必ず火災保険とセットで契約する必要がありますので、単独で加入することはできません。そして地震保険の保険金額の上限は、火災保険の30~50%の範囲で、さらに建物5,000万円、家財1,000万円が限度となります。そのように様々な縛りがある地震保険ですが、それでも世帯加入率は東日本大震災後増加傾向にあり、2015年の全国平均は29.5%でした。
地震保険は2017年から改定された
その地震保険は2017年1月の新規契約分から大幅に改定が行われました。その中で注目したいのは保険料の値上げで、全国平均5.1%引き上げとなっており、今後も段階的に全国平均19%まで引き上げになる見込みです。保険金が支払われる認定基準となる損害区分にも変更がありました。これまでは、設定していた地震保険の保険金を全額受け取ることができる「全損」、50%の「半損」、5%の「一部損」という3区分でした。それが半損の損害区分が「大半損(60%)」と「小半損(30%)」へと細分化されて、全部で4区分になりました。
損害区分が細分化されると…
地震へのリスクが高まったことで保険料は高くなり、区分が細分化されたことで今までなら50%支払われていた損害でも小半損と認定されれば50%から30%に減額されることになります。
保険金の支払限度額は引き上げされた
総支払限度額は11.3兆円に引き上げになっていますが、総支払限度額とは巨額の保険金の支払いが生じる可能性のある地震保険について、保険金の支払責任の一部は政府が負っています。
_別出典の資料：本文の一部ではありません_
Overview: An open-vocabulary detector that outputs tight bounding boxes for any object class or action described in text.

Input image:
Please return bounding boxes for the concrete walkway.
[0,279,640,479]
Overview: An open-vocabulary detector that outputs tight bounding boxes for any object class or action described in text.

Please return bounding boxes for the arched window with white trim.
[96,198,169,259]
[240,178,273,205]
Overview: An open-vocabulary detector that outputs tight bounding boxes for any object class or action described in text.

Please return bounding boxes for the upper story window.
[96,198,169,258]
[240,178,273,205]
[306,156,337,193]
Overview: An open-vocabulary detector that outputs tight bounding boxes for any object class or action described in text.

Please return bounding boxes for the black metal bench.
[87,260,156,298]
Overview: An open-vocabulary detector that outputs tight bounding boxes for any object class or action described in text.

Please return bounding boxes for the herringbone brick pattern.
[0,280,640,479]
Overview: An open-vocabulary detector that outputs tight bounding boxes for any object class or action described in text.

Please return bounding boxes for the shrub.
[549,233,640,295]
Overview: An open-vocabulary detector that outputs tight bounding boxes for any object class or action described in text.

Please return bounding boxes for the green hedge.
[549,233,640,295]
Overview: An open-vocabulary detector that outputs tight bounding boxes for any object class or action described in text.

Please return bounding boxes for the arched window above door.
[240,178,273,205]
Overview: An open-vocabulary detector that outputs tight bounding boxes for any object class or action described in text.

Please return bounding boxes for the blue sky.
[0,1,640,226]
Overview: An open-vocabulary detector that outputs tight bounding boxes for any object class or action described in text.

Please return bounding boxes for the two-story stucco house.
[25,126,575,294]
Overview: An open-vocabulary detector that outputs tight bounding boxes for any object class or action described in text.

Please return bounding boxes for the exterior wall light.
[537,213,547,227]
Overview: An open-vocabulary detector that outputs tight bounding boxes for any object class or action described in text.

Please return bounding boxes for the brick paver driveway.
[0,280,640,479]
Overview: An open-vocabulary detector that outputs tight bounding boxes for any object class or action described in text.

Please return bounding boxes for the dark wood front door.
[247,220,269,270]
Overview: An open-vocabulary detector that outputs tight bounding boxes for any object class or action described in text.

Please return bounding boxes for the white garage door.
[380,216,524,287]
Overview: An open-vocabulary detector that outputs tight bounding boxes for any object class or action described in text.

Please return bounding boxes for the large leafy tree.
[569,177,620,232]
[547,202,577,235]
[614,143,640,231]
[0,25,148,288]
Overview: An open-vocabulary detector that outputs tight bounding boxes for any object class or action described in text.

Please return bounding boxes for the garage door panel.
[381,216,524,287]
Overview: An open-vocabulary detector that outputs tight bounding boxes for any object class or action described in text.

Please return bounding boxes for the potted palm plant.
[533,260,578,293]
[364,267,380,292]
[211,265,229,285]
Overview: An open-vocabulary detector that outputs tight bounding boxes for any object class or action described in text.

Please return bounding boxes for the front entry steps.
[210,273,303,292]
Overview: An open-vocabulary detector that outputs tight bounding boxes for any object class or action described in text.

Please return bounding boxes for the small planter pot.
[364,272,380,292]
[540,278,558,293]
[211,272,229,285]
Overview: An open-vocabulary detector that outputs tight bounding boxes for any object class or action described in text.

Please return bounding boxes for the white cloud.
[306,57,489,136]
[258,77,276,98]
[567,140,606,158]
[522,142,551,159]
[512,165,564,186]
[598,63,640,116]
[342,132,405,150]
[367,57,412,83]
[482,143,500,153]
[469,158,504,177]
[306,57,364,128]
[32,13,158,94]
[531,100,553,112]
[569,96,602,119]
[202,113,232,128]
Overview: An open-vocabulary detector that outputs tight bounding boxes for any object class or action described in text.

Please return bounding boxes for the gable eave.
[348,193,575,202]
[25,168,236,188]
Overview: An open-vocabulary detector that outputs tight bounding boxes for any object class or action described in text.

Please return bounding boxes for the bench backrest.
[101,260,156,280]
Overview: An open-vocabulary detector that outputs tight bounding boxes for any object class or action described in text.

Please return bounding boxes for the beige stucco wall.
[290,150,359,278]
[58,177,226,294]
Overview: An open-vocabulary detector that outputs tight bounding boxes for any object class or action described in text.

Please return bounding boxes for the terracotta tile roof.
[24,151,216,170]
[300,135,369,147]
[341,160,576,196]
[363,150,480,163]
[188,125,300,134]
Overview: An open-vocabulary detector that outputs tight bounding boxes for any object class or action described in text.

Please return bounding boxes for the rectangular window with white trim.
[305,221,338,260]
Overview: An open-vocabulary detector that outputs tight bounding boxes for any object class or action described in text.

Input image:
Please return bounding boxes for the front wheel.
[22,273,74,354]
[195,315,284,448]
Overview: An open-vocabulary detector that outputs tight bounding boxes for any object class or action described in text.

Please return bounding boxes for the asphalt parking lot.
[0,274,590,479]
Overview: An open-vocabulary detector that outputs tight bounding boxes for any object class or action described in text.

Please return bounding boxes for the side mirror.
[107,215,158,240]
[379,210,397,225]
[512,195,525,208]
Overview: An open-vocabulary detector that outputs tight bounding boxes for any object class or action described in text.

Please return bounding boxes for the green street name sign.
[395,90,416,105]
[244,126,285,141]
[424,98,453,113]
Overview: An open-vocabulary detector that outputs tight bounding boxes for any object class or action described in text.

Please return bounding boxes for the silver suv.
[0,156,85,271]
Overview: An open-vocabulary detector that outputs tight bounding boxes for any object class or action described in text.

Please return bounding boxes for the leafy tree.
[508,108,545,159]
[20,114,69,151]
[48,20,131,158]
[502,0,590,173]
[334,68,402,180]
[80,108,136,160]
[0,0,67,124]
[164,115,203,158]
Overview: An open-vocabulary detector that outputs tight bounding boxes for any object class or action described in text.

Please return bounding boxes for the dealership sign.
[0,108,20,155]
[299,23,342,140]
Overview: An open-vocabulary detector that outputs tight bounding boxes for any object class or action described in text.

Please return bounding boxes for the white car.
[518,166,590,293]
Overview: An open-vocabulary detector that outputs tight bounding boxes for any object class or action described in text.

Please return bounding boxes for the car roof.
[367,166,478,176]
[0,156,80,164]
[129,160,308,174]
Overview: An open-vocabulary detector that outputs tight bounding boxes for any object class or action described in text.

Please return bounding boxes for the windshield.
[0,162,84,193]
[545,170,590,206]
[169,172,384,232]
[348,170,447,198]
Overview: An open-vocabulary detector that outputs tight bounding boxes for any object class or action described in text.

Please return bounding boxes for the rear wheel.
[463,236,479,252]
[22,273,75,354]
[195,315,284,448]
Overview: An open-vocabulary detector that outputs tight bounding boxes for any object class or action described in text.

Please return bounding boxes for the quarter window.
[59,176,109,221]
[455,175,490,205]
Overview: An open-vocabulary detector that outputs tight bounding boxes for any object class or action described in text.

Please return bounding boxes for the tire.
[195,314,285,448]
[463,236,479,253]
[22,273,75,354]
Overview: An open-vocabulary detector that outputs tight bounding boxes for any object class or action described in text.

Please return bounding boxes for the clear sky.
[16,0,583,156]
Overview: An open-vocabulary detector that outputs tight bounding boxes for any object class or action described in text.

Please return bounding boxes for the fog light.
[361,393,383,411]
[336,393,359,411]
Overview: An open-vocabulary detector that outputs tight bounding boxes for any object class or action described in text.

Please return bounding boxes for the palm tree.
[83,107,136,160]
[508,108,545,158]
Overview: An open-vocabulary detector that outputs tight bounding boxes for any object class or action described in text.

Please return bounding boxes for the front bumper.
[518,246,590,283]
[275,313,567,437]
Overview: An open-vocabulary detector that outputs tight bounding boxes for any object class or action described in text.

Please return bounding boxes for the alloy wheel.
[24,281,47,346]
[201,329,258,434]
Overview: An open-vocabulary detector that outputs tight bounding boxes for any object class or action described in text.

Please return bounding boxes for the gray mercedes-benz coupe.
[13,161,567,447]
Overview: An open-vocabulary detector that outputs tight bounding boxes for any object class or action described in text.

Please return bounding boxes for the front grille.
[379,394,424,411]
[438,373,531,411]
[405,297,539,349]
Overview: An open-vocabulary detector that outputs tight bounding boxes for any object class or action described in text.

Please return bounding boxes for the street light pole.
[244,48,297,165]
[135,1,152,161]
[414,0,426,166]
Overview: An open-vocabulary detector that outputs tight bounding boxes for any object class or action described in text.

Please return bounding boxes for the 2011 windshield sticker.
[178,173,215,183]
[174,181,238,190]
東日本大震災に伴う保険金支払いで民間危険準備金が少なくなり、一方で地震保険契約は増加しています。これによって予想最大損害額は増え、官民責任額分担は2016年4月に改定されました。政府の責任額約4.8兆円だったものが約5.7兆円へと増額され、民間責任額が約0.7兆円から約0.5兆円へと少なくなっています。
それでも保険金減額される可能性は否定できない
しかし政府も無限に責任を負うことはできませんので、1回の地震に対する保険金支払限度額を定めています。支払限度額は関東大震災級の地震が発生した場合、支払保険金総額がこの額を超えないような設定がされていて適時見直しが行われています。ただしこの額を超えた場合には、保険金の削減ということも可能性はありますので理解しておきましょう。